Deutsche Mütter nutzen Zeitgewinn mehr als andere gern für sich selbst

Berlin (Reuters/dpa/WB). Bundesfamilienministerin Ursula von der Leyen (CDU) sieht wachsende Unterstützung in der Union für ihre umstrittenen Pläne für ein Elterngeld.
Sie stelle fest, dass die Zustimmung steige, sagte die CDU-Politikerin gestern in Berlin. Sie verwies dabei auf Signale der Ministerpräsidenten aus Niedersachsen, Baden-Württemberg und dem Saarland. Der Vorsitzende der CSU-Landesgruppe im Bundestag, Peter Ramsauer, zeigte sich ebenfalls versöhnlich und schloss nicht aus, dass sich die CSU trotz ihrer ablehnenden Haltung letztendlich doch auf die Pläne der Ministerin einlassen könnte.
Der siebte Familienbericht, den von der Leyen (CDU) in Berlin vorlegte, kritisiert auch die Mütter in Deutschland. »Die geringste Präsenz am Arbeitsmarkt findet sich bei deutschen Müttern, die diese gewonnene Zeit aber nicht in Hausarbeit investieren, sondern in persönliche Freizeit«, heißt es in dem Bericht.

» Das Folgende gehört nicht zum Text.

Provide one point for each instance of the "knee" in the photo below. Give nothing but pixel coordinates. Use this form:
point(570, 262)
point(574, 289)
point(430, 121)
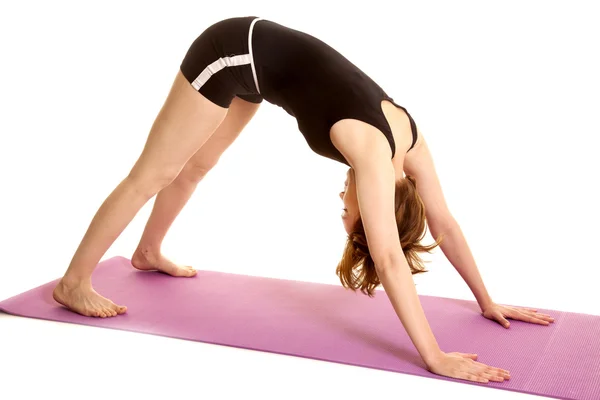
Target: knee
point(192, 173)
point(148, 183)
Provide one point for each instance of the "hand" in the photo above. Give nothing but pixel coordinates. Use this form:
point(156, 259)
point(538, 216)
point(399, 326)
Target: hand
point(464, 366)
point(500, 314)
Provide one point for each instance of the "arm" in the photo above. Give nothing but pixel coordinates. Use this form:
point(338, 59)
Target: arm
point(375, 182)
point(369, 154)
point(419, 164)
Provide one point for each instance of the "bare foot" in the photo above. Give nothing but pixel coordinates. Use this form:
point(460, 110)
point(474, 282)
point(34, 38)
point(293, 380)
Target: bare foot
point(146, 261)
point(84, 300)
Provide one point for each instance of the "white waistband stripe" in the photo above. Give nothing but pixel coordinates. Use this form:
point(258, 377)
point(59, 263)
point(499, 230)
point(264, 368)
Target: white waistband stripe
point(251, 53)
point(218, 65)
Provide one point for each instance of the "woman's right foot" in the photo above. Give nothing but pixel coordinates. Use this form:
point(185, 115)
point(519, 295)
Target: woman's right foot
point(84, 300)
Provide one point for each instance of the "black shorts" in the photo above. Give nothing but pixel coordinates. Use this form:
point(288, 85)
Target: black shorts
point(219, 63)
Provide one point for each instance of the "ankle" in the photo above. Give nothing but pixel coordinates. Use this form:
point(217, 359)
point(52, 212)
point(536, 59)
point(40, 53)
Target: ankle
point(147, 252)
point(72, 281)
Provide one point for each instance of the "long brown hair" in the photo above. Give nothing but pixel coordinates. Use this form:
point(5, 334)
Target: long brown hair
point(357, 271)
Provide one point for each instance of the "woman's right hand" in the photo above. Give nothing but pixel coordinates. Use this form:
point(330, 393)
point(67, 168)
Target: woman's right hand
point(463, 366)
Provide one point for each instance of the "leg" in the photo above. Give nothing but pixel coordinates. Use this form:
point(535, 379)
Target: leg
point(182, 126)
point(171, 200)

Mütter aus Frankreich, Schweden, Norwegen und Finnland würden ähnlich viel Zeit mit ihren Kinder verbringen wie deutsche Frauen. Es seien zwei bis zweieinhalb Stunden am Tag. Mit zwei Stunden und 18 Minuten liegen deutsche Mütter im Mittelfeld.

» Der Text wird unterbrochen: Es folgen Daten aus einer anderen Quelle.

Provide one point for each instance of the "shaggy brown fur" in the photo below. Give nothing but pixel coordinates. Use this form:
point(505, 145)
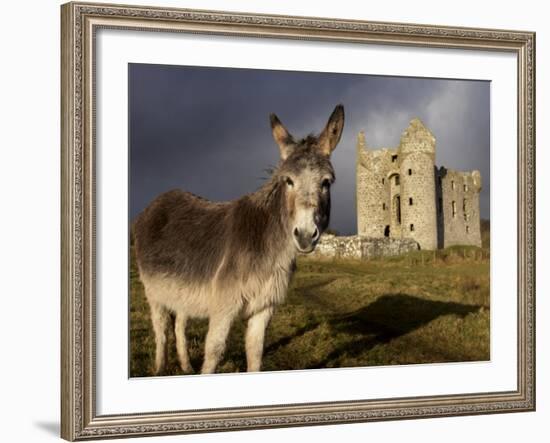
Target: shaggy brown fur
point(205, 259)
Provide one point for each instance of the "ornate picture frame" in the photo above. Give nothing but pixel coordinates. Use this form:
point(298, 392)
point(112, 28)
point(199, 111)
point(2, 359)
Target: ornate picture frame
point(80, 22)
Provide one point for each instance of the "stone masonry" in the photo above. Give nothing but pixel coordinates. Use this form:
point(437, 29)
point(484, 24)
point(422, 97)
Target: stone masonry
point(402, 194)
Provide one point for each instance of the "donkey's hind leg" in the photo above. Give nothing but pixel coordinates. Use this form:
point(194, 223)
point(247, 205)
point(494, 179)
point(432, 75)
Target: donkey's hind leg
point(181, 343)
point(160, 318)
point(218, 330)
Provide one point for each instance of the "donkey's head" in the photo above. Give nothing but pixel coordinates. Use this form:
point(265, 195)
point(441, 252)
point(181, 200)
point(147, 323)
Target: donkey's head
point(306, 175)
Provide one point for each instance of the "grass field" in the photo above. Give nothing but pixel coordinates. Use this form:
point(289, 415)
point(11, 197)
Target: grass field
point(418, 308)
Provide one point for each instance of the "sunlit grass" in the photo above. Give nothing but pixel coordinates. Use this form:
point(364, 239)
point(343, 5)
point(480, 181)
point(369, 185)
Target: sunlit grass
point(418, 308)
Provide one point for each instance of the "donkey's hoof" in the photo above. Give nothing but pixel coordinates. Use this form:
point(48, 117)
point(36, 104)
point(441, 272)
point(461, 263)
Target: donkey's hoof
point(187, 369)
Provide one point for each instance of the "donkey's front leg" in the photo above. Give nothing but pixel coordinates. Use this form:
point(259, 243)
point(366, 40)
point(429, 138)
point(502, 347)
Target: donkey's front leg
point(218, 330)
point(255, 333)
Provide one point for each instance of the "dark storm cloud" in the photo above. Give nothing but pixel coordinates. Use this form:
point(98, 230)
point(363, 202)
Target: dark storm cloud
point(206, 130)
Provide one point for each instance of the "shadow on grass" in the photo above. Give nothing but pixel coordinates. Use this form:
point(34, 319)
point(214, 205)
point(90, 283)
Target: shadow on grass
point(389, 317)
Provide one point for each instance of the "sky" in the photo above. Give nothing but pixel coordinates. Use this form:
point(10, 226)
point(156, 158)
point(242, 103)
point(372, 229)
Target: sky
point(206, 130)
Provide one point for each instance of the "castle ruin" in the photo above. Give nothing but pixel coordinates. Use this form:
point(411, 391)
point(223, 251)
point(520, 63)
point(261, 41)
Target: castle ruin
point(402, 194)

Der Familienbericht kritisiert zudem die finanziell orientierte Familienpolitik der vergangenen Jahre. »Die finanziellen Aufwendungen haben bis heute nicht dazu beigetragen, dass junge Erwachsene in gleicher Weise wie in Frankreich, Dänemark, Schweden, den Niederlanden und Großbritannien Kinder als Teil einer gemeinsamen Lebensplanung begreifen.« Galt lange die Vereinbarkeit von Familie und Beruf als wichtiger Grund, warum die Menschen ihre Kinderwünsche nicht realisieren, sehen die Experten nun mit Sorge, dass auch der Wunsch nach Kindern sinkt. Während in anderen europäischen Ländern »die ideale Familie aus der Sicht der 20- bis 34-jährigen Frauen 2,5 Kinder umfassen sollte, sind es in Ostdeutschland 1,6 und in Westdeutschland 1,7 Kinder.« Junge Männer gleichen Alters hielten 1,5 Kinder für ideal, heißt es weiter.

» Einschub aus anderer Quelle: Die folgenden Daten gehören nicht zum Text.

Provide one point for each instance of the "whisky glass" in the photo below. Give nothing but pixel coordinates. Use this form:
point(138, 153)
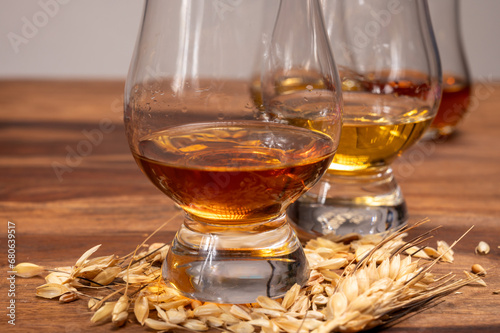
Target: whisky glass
point(391, 81)
point(456, 78)
point(208, 125)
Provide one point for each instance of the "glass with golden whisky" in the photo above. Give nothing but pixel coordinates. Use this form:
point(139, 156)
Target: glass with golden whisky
point(197, 132)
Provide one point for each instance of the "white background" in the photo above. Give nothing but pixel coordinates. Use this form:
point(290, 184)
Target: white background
point(95, 38)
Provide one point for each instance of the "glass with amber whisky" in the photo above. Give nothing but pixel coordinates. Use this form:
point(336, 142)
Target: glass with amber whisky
point(391, 82)
point(232, 164)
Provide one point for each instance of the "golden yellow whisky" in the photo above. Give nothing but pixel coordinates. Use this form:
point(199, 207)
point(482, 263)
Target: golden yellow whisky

Von der Leyen will ein einkommensabhängiges Elterngeld einführen, das nur dann volle zwölf Monate ausgezahlt werden soll, wenn der Vater sich an der Betreuung des Kindes beteiligt und dafür mindestens zwei Monate im Beruf aussetzt. Der Zuschuss zur Familienförderung soll während der Pause von der Arbeit 67 Prozent des letzten Nettoeinkommens, maximal aber 1800 Euro pro Monat betragen. NRW-Ministerpräsident Jürgen Rüttgers (CDU) bemängelt, die so genannten Vätermonate schränkten die Wahlfreiheit der Familien ein, wer sich um die Kindererziehung kümmern soll.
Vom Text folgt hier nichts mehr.